I have been reading Philippa Gregory's Wideacre, and as usual, it centres on the oppression of the female species. It just fills me up with frustration and anger. Set in 18th century England, Beatrice Lacey, the daughter of a squire, loves her father's land - Wideacre - but soon feels betrayed when she realises as she grows up, that there is no way in the world she would be able to continue living on Wideacre and be a part of it. When her father dies, everything goes to her elder brother and she, as is expected of her sex, will be married off. Poor Beatrice is driven to dark plots to keep a part of Wideacre to herself. She consented to her beloved father's murder, only to regret it after the deed was done. The story is steeped with acts of betrayal that leaves me breathless with shock, and am only at the beginning.

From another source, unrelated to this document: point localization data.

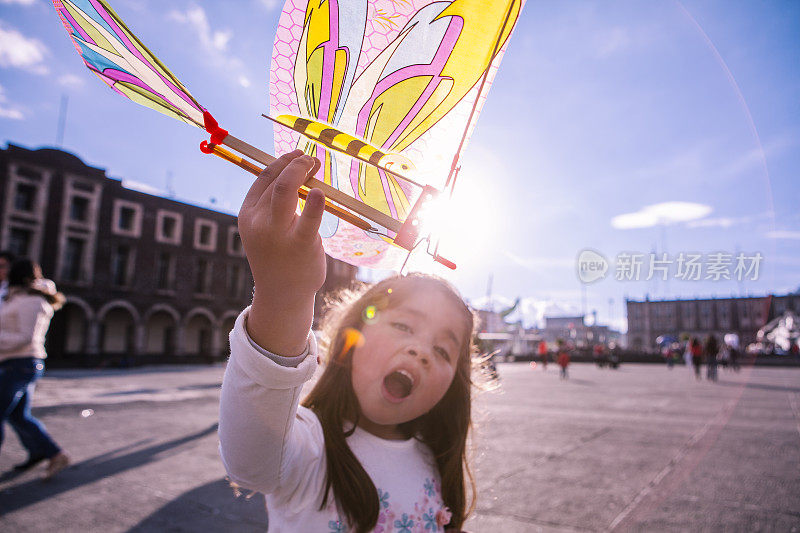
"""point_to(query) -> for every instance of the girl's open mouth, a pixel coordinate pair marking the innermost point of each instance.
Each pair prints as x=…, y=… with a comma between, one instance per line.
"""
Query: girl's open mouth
x=398, y=385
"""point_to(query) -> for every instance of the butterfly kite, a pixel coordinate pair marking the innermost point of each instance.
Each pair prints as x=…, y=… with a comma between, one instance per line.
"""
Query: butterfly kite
x=385, y=93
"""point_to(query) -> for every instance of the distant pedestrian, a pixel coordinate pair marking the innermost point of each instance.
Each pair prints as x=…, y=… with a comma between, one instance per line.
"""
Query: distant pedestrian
x=563, y=362
x=24, y=320
x=687, y=353
x=599, y=355
x=543, y=354
x=711, y=351
x=6, y=258
x=734, y=355
x=697, y=356
x=724, y=355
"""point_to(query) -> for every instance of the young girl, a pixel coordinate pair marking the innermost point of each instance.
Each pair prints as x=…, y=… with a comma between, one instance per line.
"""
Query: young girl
x=379, y=444
x=24, y=320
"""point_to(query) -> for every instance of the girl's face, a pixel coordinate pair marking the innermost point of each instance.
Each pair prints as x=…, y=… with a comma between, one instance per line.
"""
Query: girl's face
x=407, y=360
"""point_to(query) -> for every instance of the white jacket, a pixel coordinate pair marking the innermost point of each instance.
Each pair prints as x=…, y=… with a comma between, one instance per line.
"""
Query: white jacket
x=24, y=320
x=271, y=445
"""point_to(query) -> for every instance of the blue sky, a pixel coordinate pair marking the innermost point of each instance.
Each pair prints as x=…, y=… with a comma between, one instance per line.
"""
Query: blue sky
x=621, y=127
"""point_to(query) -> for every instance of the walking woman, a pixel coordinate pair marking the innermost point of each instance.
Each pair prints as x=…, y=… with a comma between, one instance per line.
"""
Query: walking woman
x=24, y=319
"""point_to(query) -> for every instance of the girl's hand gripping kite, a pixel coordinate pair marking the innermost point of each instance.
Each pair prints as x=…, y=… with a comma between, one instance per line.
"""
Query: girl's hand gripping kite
x=384, y=92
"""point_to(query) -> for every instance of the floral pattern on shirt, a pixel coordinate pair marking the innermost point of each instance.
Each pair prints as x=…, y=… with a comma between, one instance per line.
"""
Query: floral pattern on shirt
x=427, y=516
x=337, y=526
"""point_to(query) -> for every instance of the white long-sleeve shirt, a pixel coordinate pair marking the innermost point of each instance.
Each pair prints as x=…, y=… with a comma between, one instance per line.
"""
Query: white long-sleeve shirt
x=24, y=320
x=269, y=444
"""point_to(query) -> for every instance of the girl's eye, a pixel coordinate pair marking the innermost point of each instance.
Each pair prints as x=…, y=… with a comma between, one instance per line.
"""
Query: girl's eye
x=441, y=351
x=401, y=326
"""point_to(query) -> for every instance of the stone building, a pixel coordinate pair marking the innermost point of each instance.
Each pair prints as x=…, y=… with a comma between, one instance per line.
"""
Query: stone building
x=147, y=279
x=698, y=318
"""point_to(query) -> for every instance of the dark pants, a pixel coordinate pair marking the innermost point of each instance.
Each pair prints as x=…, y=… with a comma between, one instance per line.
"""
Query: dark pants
x=17, y=382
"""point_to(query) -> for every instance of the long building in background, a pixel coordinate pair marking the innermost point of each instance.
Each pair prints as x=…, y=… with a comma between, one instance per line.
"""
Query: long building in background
x=147, y=279
x=744, y=316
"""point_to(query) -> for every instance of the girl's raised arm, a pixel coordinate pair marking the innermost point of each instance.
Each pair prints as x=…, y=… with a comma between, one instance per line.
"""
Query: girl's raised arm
x=285, y=254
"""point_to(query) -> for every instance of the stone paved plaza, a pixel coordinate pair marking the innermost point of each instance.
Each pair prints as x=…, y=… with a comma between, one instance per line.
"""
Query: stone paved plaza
x=641, y=448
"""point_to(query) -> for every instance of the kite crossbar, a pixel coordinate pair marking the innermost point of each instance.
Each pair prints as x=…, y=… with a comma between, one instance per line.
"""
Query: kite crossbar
x=407, y=232
x=211, y=148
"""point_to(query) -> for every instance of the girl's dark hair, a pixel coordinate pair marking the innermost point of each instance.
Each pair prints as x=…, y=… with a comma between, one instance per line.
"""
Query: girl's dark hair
x=24, y=273
x=444, y=429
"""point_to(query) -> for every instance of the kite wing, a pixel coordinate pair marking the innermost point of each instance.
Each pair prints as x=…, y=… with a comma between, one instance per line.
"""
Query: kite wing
x=122, y=62
x=404, y=82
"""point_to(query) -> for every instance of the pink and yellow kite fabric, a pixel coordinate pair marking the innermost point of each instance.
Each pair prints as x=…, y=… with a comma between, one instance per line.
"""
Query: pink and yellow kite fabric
x=122, y=62
x=402, y=80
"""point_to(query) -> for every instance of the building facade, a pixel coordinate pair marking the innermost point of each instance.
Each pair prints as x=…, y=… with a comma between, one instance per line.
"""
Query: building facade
x=573, y=329
x=147, y=279
x=744, y=316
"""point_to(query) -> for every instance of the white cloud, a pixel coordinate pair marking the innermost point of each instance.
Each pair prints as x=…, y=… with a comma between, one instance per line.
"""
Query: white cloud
x=663, y=213
x=142, y=187
x=783, y=234
x=9, y=111
x=727, y=222
x=271, y=4
x=19, y=51
x=617, y=39
x=212, y=40
x=70, y=80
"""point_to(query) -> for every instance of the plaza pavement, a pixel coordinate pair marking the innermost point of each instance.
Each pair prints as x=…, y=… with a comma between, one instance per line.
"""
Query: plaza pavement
x=641, y=448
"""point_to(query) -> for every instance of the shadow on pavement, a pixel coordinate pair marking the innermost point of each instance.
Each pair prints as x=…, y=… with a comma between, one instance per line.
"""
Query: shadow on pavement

My entire family, Papa, Mama and Harry, could all die in pain and horror and still I would be no nearer to the ownership of the land. There was a barrier against me no skill of mine could overleap. Generations of men had built defences against women like me, against all women. They had ensured we would never know the power and the pleasure of owning the earth beneath our feet and growing the food that went on our tables. They had built a great chain of male control, of male power and beastly male violence between me and my need for the land. And there was no way, enforced by male-dominated laws and male-established tradition, that I could overthrow them.
I am happy that I live in this century and in this country, where as far as I know, I can do what I want. There are womens' rights and the UN and equality and democracy and whatever-else-in-the-name-of-freedom. But lurking everywhere else in daily life, subtly impressed, are the proprieties of women.
Tell me to do work in the kitchen because my grandma needs help and like any normal, considerate person, I should lend a helping hand. Don't tell me to help because I'm the girl, because that's not a reason! Everytime it happens, I sizzle with anger and my tongue just begs to be allowed to lash out in retaliation. But I refrain, and I let myself simmer, because on occasions when I've given my tongue free reign, it doesn't turn out good and I never win. As is been said: it's male-established tradition.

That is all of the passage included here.